[erlang-questions] term_to_binary and record improvements

Fri Aug 29 09:35:44 CEST 2008

On Fri, Aug 29, 2008 at 4:57 AM, Richard A. O'Keefe <ok@REDACTED> wrote:
>
> On 29 Aug 2008, at 6:47 am, Joe Armstrong wrote:
>>
>>  Suppose the run-time representation of the above record was
>> {person, [name,age], "fred", 30} - if this were the case then the
>> fields of the tuple would be self-describing and we could let the
>> compiler turn X.name into a function call lookup(X, name).
>
> In my "frames" proposal, the representation is _effectively_
> {{person,age,name}, 30, "fred"}
> with {person,age,name} shared.
> This means that the size of a "frame" is the same as the
> size of the corresponding "record", provided that the
> "descriptor" {person,age,name} is shared, as it usually can be.
>
> I note that the external term format is half-way to what we
> want:  it does have provision for 'caching' things and referring
> back to them later, only this is limited to atoms.
>
> There are at least three possibilities:
>
> (1) Don't preserve any sharing at all, other than atoms.
>    [Present situation.]
>
> (2) Build a hash table based on the *identity* (= address) of
>    terms in a first pass, and use that in a second pass.
>    [This preserves existing sharing.]

But you don't need to *internally* a tuple {Big,Big,Big} is a pointer to
a tuple on heap which is four words, the first word is {arity,3}, then
the next three words
are identical pointers to Big.
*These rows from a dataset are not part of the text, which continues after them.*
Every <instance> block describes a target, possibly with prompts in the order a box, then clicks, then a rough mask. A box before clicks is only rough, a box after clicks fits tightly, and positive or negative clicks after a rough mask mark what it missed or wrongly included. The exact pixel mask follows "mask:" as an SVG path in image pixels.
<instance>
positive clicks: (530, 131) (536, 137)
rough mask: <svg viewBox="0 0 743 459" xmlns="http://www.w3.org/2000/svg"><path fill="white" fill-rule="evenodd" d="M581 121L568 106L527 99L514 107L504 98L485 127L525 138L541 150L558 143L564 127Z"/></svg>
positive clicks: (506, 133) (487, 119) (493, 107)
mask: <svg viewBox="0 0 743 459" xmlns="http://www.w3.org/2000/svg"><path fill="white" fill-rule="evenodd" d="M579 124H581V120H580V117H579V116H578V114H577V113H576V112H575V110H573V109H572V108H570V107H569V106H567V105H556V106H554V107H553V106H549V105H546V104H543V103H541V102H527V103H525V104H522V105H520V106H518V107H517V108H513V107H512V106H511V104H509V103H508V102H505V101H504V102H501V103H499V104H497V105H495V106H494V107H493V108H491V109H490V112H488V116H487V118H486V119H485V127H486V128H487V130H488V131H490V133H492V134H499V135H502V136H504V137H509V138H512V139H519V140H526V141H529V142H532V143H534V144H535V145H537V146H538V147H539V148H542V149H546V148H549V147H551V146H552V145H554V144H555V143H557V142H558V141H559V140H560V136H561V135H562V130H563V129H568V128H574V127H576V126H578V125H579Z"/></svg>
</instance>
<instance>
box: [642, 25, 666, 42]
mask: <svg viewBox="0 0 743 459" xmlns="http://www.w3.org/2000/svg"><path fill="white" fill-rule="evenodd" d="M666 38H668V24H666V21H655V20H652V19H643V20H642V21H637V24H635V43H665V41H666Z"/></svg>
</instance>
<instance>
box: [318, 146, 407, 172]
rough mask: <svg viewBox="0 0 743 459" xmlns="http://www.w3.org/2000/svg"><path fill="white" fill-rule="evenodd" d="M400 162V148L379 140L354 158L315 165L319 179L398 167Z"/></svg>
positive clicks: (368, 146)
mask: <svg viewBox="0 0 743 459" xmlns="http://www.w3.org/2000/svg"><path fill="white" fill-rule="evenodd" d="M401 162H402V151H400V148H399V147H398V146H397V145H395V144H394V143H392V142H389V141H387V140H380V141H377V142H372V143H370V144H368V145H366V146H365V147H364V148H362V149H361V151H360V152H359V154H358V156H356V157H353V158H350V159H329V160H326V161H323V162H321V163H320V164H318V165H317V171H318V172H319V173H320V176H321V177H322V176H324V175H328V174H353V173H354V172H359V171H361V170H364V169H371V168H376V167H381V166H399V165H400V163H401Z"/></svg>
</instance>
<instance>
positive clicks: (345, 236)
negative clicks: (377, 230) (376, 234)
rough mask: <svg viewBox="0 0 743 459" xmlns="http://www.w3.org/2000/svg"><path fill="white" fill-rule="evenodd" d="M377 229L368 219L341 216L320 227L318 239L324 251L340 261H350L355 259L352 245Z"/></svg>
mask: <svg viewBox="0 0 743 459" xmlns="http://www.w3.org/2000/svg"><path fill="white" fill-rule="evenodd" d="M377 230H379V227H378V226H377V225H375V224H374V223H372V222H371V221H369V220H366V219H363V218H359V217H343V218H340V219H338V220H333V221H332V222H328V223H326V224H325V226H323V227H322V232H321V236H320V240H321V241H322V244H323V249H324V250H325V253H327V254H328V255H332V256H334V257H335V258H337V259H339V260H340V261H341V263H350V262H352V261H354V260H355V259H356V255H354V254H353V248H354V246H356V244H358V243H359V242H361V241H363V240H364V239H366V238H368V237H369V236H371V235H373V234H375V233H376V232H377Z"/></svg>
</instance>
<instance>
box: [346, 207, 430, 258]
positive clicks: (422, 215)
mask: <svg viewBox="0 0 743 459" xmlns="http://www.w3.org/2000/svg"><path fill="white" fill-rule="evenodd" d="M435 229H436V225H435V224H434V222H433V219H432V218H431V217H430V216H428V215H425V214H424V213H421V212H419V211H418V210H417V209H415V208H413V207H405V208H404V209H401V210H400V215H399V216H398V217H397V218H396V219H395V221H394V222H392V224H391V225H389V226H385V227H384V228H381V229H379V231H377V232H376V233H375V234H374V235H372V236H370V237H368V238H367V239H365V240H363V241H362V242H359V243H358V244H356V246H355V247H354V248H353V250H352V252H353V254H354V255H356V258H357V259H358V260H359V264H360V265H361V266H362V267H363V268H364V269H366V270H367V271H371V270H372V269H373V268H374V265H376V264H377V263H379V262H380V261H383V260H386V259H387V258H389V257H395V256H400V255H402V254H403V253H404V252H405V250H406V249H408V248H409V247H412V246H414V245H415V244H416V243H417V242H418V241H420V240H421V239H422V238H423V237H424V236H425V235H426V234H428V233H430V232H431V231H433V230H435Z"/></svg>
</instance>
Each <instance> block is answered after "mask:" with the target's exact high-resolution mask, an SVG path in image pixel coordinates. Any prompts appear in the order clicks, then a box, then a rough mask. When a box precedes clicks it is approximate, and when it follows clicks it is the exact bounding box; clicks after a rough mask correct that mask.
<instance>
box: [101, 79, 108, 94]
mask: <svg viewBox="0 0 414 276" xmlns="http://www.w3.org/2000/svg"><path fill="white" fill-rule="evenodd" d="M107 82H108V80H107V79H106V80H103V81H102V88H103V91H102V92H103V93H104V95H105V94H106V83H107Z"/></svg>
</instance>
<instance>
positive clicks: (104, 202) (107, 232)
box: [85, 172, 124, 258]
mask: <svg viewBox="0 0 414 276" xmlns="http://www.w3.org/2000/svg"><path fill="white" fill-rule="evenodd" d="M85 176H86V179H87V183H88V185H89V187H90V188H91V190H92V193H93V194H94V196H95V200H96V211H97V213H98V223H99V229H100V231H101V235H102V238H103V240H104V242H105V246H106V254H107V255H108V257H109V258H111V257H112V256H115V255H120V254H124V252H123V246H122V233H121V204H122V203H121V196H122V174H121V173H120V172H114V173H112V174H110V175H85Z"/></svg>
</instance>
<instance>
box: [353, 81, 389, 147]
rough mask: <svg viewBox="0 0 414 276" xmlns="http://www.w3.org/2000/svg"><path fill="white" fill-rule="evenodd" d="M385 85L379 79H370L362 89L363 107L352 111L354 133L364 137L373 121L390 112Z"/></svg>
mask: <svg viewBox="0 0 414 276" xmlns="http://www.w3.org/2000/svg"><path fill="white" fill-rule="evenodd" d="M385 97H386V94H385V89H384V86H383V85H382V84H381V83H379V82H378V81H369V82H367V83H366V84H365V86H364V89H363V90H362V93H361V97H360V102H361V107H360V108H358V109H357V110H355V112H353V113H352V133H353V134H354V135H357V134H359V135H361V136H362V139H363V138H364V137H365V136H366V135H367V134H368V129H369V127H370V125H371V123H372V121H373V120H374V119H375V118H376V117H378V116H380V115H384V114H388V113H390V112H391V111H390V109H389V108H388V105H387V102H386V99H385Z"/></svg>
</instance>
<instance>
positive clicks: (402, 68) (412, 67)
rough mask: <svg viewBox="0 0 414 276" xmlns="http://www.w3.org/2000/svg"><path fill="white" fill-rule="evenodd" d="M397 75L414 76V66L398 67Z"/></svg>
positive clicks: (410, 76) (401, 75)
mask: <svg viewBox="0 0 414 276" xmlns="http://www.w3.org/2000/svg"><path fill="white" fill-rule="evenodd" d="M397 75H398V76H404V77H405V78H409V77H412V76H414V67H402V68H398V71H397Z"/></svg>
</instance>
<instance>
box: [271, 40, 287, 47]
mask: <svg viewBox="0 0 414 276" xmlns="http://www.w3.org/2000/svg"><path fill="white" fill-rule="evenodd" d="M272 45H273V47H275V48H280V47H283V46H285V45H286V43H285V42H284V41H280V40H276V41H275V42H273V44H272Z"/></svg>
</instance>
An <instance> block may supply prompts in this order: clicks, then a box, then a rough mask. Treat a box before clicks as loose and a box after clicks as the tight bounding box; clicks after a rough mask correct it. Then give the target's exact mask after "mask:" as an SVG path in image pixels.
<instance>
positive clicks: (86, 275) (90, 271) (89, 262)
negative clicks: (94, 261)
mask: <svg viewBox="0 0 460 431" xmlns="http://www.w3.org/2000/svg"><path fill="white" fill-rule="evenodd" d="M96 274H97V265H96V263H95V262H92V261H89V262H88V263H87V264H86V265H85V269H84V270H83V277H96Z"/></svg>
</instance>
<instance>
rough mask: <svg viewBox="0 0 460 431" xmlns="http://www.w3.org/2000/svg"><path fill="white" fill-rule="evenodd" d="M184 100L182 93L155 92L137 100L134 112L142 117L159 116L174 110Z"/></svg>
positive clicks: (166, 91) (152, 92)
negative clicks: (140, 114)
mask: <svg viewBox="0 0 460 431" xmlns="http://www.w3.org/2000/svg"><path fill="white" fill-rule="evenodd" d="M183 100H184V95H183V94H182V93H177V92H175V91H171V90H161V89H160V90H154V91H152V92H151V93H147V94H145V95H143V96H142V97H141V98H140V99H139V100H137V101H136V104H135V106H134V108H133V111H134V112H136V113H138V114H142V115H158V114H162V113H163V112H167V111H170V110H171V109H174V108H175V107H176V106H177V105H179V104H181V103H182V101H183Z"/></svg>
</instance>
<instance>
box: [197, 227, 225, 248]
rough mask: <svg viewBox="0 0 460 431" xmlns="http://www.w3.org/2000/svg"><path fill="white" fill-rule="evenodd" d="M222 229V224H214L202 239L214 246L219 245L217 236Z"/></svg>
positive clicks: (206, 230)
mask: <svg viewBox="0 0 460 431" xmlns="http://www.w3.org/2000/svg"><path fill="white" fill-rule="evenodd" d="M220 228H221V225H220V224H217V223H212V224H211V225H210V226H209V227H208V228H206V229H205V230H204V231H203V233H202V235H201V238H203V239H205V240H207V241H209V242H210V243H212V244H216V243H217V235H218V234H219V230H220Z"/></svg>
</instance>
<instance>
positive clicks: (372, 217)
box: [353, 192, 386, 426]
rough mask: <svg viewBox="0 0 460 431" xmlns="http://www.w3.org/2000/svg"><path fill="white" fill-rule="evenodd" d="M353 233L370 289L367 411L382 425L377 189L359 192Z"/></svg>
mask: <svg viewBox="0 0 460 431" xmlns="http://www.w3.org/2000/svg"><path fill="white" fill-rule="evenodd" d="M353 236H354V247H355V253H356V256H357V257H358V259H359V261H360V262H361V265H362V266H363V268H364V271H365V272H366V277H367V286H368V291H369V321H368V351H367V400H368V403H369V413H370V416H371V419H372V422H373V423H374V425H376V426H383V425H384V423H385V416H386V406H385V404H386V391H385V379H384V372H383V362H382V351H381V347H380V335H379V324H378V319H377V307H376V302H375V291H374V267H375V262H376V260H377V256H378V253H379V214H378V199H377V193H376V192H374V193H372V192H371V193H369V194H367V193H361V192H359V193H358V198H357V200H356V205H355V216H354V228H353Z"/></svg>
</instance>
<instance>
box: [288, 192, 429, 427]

The code for tuple_to_list should
therefore look very much
like the code for garbing a process heap onto a new heap.

Just for fun I'll write term_to_binary  in Erlang and also make a new
version that shares
(in Erlang) - unless somebody has already written this

>
> (3) Build a hash table based on the *equality* (= values) of
>    terms in a first pass, and use that in a second pass.
>    [This may introduce new sharing.]
>
> I note that UBF also allows this kind of compression, which will
> obviously not surprise Joe!  I've long wondered why it wasn't
> done; records or no records it looks like a good idea.

Actually we could use UBF as the external format!

For compatibility we could write term_to_new_binary and the inverse

> Question:  in existing Erlang use, which is more important,
> speed of generating a binary encoding for a term, or how big
> it is (which relates to how quickly it can be sent across a
> network and how fast it can be decoded, amongst other things).

I'm think we can make it smaller and faster ...

/Joe

>
>
>
>
>